Q5 本書を使いこなすために知っておきたい基礎知識②:法令のしくみと条文の読み方について教えてください。
A 法令等の構成と会社法・金融商品取引法の関係を図解すると、次のとおりになります。
法令等の条文は、箇条書きの形になっており、この箇条書きのことを「条(じょう)」といいます。そして、1つの条を内容に応じて区分する必要がある場合を「項(こう)」といいます。

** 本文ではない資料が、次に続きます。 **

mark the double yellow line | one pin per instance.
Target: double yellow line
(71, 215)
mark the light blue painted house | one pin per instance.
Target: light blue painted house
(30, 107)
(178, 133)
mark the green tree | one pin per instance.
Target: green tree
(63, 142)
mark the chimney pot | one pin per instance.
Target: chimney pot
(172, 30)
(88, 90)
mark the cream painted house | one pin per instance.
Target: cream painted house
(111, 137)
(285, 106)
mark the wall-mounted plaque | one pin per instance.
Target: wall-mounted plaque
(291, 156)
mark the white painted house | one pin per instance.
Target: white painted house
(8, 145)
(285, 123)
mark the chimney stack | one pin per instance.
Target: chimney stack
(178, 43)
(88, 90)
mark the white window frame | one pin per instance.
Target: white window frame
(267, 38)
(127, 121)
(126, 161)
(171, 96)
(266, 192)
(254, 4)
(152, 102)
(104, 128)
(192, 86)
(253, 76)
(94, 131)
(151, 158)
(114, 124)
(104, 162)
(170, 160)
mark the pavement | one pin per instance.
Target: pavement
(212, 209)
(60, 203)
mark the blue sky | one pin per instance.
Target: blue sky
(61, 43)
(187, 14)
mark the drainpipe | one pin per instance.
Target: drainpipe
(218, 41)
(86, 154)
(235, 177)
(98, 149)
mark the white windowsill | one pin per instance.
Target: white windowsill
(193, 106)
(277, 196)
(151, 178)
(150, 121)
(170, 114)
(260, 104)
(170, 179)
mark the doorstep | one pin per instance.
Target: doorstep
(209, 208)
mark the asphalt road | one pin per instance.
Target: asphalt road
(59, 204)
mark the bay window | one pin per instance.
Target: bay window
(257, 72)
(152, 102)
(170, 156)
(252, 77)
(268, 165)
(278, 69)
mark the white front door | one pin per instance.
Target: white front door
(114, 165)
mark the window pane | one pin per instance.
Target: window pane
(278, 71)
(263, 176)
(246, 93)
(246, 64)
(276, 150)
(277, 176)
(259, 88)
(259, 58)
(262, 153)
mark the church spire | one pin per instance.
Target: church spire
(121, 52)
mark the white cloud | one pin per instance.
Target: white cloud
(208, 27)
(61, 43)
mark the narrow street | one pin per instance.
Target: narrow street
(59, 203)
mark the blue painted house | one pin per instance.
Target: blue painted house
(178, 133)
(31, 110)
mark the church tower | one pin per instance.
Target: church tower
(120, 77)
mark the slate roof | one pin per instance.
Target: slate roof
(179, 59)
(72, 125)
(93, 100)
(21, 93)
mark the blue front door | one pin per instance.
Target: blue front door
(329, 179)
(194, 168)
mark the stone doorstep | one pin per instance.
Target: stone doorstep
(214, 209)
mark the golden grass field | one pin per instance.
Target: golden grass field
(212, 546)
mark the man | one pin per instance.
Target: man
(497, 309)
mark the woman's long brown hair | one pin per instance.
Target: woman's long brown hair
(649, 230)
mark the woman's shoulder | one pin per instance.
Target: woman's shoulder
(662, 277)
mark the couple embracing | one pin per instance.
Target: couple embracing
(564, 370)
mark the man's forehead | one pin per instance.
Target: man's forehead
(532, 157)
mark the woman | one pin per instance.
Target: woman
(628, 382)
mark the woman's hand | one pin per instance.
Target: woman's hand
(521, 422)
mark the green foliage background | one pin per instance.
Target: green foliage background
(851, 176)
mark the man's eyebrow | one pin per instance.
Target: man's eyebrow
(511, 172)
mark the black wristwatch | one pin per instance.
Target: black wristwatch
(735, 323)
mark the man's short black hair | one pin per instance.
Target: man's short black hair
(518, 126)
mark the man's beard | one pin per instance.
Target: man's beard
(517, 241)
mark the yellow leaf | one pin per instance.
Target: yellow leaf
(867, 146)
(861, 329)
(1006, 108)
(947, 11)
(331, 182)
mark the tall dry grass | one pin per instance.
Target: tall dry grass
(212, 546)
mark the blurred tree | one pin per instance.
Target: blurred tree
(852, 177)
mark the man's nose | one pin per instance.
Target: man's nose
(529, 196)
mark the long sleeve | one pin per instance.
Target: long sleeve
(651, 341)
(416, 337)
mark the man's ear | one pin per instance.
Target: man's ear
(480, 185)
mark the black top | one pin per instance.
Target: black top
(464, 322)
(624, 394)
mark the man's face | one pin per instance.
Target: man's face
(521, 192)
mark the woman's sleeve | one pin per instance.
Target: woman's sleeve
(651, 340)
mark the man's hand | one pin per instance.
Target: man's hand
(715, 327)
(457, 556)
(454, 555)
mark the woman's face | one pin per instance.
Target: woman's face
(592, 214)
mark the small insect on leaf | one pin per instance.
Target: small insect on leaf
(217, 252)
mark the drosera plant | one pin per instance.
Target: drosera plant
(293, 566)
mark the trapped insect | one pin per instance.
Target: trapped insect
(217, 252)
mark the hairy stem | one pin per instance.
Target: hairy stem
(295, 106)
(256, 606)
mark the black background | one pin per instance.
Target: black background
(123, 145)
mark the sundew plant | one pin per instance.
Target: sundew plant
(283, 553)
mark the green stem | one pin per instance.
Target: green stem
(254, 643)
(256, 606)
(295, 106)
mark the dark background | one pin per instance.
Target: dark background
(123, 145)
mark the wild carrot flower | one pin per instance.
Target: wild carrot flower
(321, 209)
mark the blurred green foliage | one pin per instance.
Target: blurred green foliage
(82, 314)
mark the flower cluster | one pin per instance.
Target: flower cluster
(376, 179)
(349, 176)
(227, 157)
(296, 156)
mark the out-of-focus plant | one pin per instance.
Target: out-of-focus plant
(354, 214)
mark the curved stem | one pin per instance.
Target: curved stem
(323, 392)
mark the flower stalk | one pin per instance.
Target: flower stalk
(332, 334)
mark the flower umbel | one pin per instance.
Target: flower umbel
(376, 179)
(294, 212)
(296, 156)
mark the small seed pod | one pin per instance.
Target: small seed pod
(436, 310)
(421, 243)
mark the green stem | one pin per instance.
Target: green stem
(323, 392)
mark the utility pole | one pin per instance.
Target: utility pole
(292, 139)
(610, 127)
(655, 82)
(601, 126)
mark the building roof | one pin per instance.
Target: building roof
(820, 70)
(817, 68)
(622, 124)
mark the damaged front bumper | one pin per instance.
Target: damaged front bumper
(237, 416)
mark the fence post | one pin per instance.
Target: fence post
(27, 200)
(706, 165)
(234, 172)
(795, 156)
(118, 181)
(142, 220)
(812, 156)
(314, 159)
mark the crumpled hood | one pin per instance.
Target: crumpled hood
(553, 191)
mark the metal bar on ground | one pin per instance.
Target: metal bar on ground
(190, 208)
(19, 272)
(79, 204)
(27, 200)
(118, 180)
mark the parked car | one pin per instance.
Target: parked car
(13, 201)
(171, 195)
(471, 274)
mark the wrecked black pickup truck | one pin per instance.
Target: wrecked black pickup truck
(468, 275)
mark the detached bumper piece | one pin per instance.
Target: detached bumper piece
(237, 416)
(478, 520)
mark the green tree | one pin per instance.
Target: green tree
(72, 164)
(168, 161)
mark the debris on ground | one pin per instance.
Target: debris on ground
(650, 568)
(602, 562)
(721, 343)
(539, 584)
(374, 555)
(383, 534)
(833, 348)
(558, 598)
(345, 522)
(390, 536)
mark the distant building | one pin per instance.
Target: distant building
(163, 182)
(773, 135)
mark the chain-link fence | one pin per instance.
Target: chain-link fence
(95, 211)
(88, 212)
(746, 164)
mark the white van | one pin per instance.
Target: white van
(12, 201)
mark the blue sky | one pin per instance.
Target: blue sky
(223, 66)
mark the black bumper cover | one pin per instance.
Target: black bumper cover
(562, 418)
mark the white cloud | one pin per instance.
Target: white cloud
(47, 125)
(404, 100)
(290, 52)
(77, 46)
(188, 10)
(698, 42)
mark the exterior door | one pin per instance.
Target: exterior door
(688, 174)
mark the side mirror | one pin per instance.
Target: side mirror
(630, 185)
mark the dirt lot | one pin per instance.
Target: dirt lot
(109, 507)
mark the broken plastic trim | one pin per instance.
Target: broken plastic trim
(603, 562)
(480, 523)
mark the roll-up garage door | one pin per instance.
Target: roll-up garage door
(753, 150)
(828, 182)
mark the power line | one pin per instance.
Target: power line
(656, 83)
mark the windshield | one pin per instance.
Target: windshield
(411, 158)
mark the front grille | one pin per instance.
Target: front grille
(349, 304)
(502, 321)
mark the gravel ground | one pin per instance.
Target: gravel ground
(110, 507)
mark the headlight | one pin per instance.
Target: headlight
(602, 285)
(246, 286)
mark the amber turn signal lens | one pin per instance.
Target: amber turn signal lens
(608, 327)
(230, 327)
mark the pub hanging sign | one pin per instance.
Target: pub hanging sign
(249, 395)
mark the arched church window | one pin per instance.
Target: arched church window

条または項の中で、いくつかの事項を列挙する場合、「一、二、三・・・・・・」と漢数字で列記し、これを「号(ごう)」といいます。
具体例でみてみましょう。
(配当等の制限) 会社法第461条 次に掲げる行為により株主に対して交付する金銭等(当該株式会社の株式を除く。以下この節において同じ。)の帳簿価額の総額は、当該行為がその効力を生ずる日における分配可能額を超えてはならない。 一~八 (省略) 2 前項に規定する「分配可能額」とは、第1号及び第2号に掲げる額の合計額から第3号から第6号までに掲げる額の合計額を減じて得た額をいう(以下この節において同じ。)。 一 剰余金の額 二 臨時計算書類につき第441条第4項の承認(同項ただし書に規定する場合にあっては、同条第三項の承認)を受けた場合における次に掲げる額 イ 第441条第1項第2号の期間の利益の額として法務省令で定める各勘定科目に計上した額の合計額 規116・計規156 ロ 第441条第1一項第2号の期間内に自己株式を処分した場合における当該自己株式の対価の額 三~六 (省略) (臨時計算書類の利益の額) 会社計算規則第156条 法第461条第2項第2号イに規定する法務省令で定める各勘定科目に計上した額の合計額は、臨時計算書類の損益計算書に計上された当期純損益金額(零以上の額に限る。)とする。 |
上記の下線部分は「会社法第461条第2項第2号イ」といいます。なお、本文の根拠規定を示す場合「会社法461②二イ」と略記する場合もあります。
なお、この条文の後ろに「規116・計規156」とあるのは、法律と政省令の委任関係を示します。つまり、「会社法461②二イ」は「会社法施行規則第116条」と「会社計算規則第156条」に委任されていることを示します。